Italia tetap menjadi salah satu yang, secara geografis, adalah negara yang paling terlibat dalam situasi tersebut, karena wilayah di perbatasan Turki-Suriah berada dalam lingkup pengaruh Mediterania yang membesar, sebuah konsep yang dikembangkan oleh Angkatan Laut.

Turki adalah sekutu NATO (masuk akal selama Perang Dingin, untuk mencegah akses Soviet ke Mediterania dari Laut Hitam) meskipun, di 1974, ia berperang dengan Yunani, negara lain milik Aliansi .
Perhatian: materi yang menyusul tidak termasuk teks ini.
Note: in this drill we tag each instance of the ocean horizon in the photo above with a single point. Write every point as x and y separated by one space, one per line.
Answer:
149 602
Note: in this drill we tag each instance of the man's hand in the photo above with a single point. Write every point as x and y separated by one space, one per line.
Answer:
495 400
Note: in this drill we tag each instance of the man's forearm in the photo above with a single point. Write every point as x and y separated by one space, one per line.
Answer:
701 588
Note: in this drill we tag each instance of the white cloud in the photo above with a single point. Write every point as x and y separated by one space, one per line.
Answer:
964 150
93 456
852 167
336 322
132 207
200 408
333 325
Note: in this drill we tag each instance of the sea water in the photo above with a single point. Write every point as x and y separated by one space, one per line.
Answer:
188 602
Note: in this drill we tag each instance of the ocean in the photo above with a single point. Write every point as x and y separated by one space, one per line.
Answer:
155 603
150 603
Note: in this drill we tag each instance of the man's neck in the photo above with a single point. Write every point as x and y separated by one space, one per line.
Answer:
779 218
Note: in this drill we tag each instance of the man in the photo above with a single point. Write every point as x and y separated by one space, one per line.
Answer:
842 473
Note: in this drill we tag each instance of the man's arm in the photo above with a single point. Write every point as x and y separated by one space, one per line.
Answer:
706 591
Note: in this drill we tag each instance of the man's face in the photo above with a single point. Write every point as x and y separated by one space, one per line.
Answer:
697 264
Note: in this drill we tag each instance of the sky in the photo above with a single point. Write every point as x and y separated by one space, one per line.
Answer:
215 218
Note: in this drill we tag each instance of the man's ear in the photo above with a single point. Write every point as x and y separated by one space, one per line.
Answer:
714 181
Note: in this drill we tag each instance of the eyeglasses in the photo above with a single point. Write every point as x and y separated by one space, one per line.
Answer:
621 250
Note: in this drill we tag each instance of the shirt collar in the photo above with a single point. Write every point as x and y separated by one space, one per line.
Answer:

Namun, berapa lama Italia harus mentolerir sikap semakin agresif dari kebijakan luar negeri Erdogan?

Selain invasi wilayah Suriah (setelah mendukung dan mempersenjatai negara Islam selama bertahun-tahun), Ankara telah lama mendukung milisi Misurata di Libya, yang pada gilirannya mendukung pemerintah boneka al-Sarraj.

Eksekutif Italia tidak yakin tentang aktivisme ini, dengan banding yang biasa pada hukum internasional dan kepada badan-badan supranasional (UE, PBB). Kita terlalu sering lupa bahwa dalam hubungan internasional ada keadaan anarki dan bahwa Uni Eropa tidak akan pernah bisa mengekspresikan kebijakan luar negeri bersama, karena setiap negara anggota memiliki kepentingan nasional yang melebihi kepentingan Eropa.

Jadi pertanyaannya adalah: apa yang harus / bisa dilakukan Italia? Jawabannya adalah sangat sedikit.

Ketika suatu negara menolak penggunaan kekuatan militer secara apriori, sebagai sarana untuk melindungi kepentingannya sendiri, maka negara tersebut meninggalkan politik dan karenanya ditakdirkan untuk menderita karena pilihan orang lain.